Видать, небо не выдержало: дождь послало. Но он не очень напугал казаков. По куреням расползлись, к Асафу набились. Еле-еле к концу недели собрал атаман есаулов. Раду надо было провести с днепровцами. Ведь за делом приехали! И рассказал наказной атаман на раде, что задумали они идти аж до самой Африки, куда раньше, сказывали, хаживал ваттаман Андрюха Критский. Сошлись брови на переносице донского атамана: «Куда это сябры хватили?» Понял, что помощи ждут. И не ошибся!

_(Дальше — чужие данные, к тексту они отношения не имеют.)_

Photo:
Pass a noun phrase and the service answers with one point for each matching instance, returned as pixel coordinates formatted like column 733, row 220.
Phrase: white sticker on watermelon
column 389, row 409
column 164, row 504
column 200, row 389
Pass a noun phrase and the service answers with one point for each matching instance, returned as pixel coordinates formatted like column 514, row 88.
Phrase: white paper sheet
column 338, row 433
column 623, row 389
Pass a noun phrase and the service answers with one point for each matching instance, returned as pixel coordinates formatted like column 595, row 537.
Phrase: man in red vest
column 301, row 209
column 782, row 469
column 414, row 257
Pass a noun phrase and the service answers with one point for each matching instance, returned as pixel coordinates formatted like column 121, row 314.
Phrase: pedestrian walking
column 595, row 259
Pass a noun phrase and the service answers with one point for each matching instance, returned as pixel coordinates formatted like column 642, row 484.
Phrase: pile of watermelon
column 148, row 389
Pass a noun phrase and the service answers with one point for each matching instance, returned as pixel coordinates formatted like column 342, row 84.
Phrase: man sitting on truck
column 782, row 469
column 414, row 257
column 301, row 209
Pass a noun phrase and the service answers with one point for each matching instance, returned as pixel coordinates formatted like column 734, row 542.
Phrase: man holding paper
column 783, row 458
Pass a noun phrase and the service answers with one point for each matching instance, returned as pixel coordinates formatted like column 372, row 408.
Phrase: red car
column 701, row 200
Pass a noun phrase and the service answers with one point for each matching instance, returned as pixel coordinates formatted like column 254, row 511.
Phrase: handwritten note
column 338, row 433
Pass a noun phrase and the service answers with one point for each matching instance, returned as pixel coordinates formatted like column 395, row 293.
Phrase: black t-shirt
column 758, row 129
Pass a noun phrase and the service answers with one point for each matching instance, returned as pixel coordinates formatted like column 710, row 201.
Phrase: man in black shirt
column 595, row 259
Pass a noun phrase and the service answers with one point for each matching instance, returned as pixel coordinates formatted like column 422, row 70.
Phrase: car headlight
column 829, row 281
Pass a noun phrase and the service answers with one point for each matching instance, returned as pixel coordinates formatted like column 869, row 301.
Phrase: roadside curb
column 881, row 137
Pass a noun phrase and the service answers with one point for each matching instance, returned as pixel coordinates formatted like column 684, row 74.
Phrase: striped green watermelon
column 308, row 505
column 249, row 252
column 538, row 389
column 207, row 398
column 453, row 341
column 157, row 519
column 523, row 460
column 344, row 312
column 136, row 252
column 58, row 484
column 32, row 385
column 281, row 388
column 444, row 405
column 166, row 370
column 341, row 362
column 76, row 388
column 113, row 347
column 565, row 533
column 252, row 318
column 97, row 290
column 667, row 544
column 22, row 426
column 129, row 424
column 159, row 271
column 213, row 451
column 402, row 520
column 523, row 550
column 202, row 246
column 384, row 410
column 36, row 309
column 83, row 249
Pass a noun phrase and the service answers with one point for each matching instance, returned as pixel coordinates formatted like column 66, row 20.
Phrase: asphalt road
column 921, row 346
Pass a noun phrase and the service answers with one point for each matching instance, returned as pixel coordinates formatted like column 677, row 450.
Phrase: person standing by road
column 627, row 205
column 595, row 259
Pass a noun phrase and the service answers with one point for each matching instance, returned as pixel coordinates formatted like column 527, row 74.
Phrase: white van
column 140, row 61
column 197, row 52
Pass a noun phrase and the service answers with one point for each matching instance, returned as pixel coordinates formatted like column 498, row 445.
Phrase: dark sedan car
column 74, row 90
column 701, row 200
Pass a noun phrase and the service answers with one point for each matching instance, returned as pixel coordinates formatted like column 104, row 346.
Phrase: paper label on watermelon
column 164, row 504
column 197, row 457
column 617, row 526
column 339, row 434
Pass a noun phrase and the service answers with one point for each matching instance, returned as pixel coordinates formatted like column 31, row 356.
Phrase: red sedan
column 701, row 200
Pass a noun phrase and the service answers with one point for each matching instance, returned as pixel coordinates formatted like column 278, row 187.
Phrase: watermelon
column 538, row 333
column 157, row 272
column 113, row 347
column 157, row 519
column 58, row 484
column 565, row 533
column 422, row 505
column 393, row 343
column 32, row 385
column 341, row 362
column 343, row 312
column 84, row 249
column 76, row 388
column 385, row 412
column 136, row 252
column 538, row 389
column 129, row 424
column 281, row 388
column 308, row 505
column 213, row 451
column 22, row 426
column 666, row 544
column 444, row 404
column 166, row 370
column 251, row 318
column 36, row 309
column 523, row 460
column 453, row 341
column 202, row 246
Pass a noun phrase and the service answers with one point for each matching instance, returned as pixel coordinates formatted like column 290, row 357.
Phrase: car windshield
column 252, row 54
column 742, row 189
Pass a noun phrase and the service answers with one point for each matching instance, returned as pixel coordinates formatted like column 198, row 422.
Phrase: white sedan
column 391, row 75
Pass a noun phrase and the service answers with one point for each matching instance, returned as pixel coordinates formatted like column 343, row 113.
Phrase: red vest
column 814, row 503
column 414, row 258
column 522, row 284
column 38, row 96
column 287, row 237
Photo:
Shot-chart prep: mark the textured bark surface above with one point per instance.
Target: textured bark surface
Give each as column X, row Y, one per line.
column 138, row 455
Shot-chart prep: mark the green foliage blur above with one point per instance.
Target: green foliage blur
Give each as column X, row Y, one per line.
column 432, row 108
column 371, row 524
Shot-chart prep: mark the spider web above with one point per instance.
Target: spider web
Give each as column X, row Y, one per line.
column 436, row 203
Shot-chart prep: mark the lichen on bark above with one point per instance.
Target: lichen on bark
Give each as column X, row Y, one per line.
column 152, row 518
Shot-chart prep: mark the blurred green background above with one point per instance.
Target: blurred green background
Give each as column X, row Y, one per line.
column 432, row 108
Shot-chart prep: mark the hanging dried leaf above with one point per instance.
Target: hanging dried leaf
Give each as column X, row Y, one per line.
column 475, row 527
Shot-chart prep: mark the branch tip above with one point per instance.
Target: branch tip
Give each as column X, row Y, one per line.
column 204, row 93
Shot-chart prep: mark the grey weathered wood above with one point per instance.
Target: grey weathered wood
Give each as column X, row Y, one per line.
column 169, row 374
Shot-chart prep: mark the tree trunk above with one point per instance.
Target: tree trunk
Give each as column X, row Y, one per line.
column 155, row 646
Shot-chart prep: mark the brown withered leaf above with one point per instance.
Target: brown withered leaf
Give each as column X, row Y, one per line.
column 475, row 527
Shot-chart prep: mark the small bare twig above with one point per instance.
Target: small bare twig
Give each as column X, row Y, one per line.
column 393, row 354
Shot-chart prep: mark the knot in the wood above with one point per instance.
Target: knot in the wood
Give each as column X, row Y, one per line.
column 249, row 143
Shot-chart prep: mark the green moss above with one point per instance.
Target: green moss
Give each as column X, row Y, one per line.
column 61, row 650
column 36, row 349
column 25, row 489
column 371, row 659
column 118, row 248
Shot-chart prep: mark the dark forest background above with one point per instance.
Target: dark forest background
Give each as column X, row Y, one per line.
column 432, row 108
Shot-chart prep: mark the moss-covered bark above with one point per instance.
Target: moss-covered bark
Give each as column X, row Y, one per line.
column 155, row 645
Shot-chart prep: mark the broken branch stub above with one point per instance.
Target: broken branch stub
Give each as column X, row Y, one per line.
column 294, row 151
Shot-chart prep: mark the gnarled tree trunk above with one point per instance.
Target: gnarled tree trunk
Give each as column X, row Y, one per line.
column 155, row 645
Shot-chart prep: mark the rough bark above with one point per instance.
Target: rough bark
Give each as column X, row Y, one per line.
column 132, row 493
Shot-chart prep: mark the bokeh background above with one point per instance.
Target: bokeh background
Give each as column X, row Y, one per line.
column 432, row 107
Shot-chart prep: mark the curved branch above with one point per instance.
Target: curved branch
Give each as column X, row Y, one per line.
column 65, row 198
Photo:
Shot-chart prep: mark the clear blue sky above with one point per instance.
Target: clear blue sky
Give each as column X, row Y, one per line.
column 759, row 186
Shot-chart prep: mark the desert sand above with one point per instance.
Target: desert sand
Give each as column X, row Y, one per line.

Днепровский наказной атаман был средних лет, но выглядел моложе своих годков. Чем-то он напоминал Хиста — такой же жилистый, с быстрыми карими глазами. Наверное, он уловил мысль атамана и, глядя на него, сказал:

— Надеюсь, что донцы откликнутся на нашу просьбу. И помогут своим сябрам хорошими абреками. Мы слышали, что вы совершили удачный поход на Кафу.

Сказав, он посмотрел на есаулов. Но никто не думал опережать атамана с ответом. Днепровец понял ошибку и упёрся взглядом в атамана.

— Африка, — начал было атаман.

— Нехай Африка, всё едино — басурмане.

Днепровец покачал головой в знак согласия.

— Мы завсегда с сябром, — произнёс Семён, — сколь от нас надоть?

— Мы для вас оставили десяток чаек.

— Наберём! — уверенно ответил Семён и, глядя на есаулов, добавил: — чё считать. Каждому по чайке. Завтра с казаками на майдан.

Они поняли: там будет решаться, кто получит булаву.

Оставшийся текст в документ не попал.